There’s a lot of good, thought-provoking stuff in Dave Gibbons’s book, The Monkey and the Fish (Liquid Leadership for a Third-Culture Church). Here’s an example:
For a long time now, churches have approached ministry and spiritual development as a linear progression. You accept Jesus as your Lord and Savior, and then you proceed down a well-defined path into the deeper truths of the faith....But we have to understand that this Western, sequential, how-to approach has not resonated in much of the world. And it’s not going to....It also doesn’t find a receptive audience with most people in post-Boomer generations....
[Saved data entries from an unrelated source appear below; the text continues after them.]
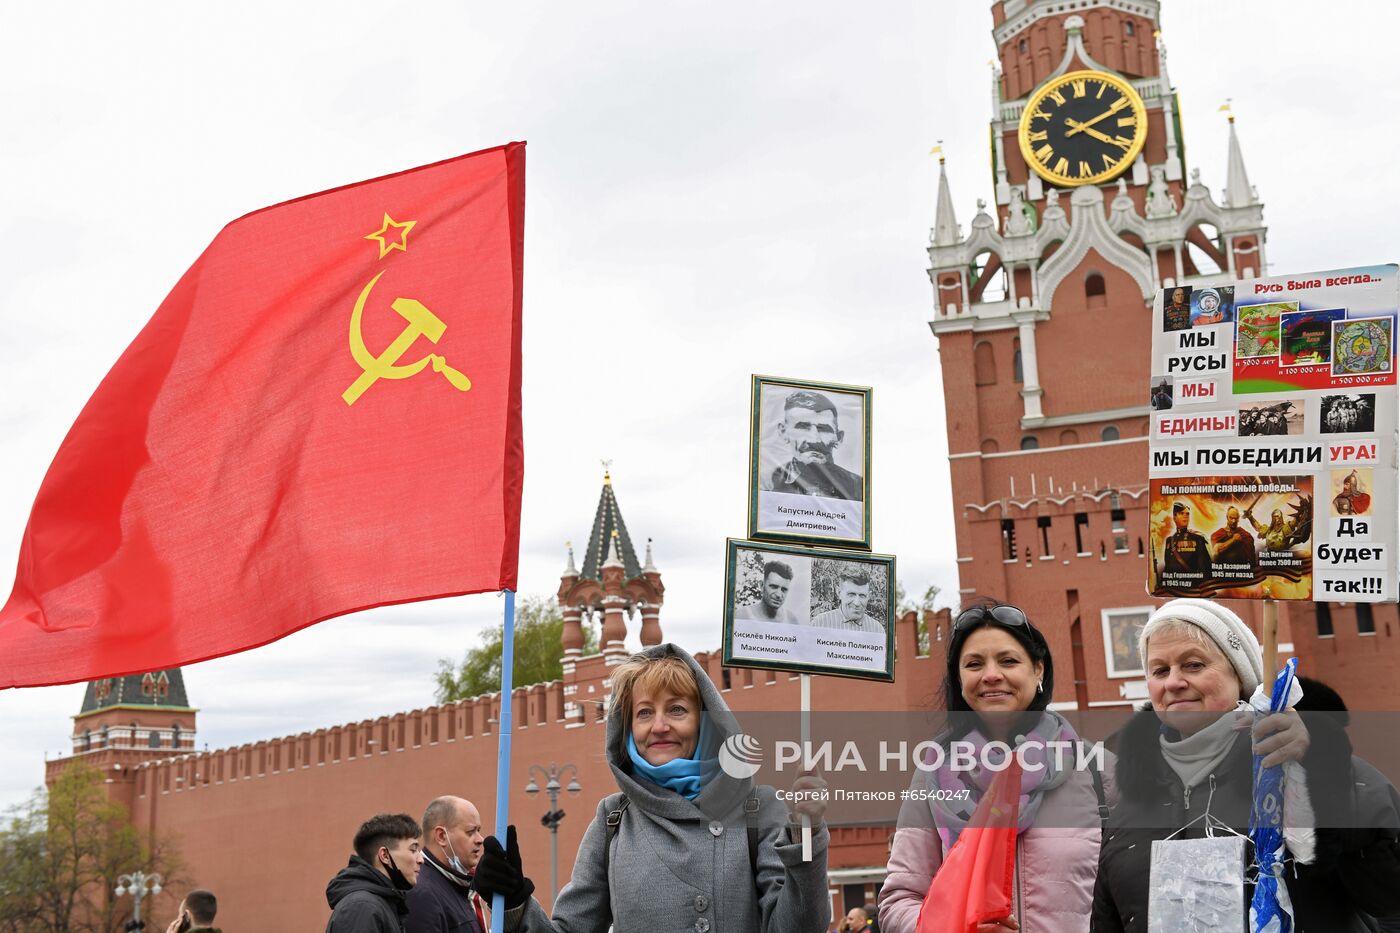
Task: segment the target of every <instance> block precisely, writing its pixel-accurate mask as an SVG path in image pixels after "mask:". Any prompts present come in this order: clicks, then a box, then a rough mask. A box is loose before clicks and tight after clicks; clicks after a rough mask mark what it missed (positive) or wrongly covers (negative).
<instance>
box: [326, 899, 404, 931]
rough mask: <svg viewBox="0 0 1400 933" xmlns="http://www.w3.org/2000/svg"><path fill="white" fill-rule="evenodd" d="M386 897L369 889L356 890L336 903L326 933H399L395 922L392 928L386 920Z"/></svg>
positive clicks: (390, 910) (326, 927) (386, 908)
mask: <svg viewBox="0 0 1400 933" xmlns="http://www.w3.org/2000/svg"><path fill="white" fill-rule="evenodd" d="M385 909H388V911H392V908H385V906H384V899H382V898H379V897H377V895H374V894H370V892H368V891H356V892H354V894H350V895H347V897H346V899H344V901H342V902H340V904H337V905H336V909H335V912H332V915H330V923H328V925H326V933H399V930H398V926H399V925H398V923H396V922H395V925H393V927H392V929H391V927H389V925H388V923H386V920H385Z"/></svg>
Many people today....enter a relationship with Jesus through involvement in a cause or doing a good deed. They have no interest in “accepting Jesus as their Lord and Savior,” but they want to be engaged in a worthwhile endeavor. That’s likely to be their most effective introduction to Jesus and the gospel. So in today’s culture, a person’s religious conversion is better viewed as a dynamic, organic, messy journey--complete with detours and dead ends and back alleys and U-turns---than as a moment that triggers a series of key decisions.
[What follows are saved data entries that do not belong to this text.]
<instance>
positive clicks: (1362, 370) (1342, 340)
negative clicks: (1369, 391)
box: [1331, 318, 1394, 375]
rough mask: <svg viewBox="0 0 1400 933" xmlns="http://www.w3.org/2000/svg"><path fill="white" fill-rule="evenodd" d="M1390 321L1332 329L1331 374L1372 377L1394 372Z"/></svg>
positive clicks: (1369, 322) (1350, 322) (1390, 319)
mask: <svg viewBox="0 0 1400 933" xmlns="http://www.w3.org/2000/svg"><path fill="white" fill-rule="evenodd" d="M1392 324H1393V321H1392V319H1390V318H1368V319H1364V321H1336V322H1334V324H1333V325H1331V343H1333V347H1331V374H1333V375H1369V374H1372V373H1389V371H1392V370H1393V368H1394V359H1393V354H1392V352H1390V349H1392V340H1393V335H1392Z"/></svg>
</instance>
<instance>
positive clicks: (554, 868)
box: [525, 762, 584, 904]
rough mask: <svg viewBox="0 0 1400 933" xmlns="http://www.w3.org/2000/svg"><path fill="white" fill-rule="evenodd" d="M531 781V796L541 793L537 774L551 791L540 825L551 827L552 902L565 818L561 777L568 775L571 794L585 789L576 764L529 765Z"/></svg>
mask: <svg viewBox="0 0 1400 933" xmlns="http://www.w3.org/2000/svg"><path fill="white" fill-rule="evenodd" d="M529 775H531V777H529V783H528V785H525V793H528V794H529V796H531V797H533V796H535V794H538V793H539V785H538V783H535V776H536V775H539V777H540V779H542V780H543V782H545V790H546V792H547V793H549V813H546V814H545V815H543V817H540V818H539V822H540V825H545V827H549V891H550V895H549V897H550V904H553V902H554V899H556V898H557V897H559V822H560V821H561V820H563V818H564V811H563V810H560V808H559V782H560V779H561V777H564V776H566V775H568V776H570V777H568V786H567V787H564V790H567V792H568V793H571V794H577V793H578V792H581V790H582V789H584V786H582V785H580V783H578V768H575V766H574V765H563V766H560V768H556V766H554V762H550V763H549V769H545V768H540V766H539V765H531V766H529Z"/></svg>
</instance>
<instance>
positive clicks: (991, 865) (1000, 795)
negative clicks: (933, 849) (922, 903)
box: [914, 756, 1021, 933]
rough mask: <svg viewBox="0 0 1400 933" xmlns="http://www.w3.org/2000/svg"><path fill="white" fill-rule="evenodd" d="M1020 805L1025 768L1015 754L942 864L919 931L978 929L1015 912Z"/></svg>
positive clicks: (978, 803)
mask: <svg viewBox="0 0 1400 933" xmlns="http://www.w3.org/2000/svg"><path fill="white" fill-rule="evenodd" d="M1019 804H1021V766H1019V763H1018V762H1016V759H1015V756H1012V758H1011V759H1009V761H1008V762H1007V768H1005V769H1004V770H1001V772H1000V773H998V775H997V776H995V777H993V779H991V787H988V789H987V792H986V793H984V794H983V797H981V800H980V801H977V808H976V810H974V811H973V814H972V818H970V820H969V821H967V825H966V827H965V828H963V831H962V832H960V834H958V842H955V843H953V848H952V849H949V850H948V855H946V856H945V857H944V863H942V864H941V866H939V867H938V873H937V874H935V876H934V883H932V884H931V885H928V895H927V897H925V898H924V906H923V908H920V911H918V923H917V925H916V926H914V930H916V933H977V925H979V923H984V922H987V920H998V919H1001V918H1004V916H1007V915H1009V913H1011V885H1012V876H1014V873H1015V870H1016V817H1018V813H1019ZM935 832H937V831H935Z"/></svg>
The simple model of ministry that enfolds these principles is what we’re calling the rhythms model. In this model, you organize ministry around three intersecting spheres---Christ, cause, and community.
Christ, cause, and community. At Cobblestone, we’ve adopted a strategy, an emphasis we call “Seek, Share, Serve,” defining the three things we do as Christ-followers: seek God in worship, share our lives in Journey Groups, and serve God and the church in some servant role. These could just as easily be defined as Christ, cause, and community.
So it’s amazing to me how the Holy Spirit, whose guidance we have actively been seeking, seems to know what he’s doing. With us. And with others. Eh?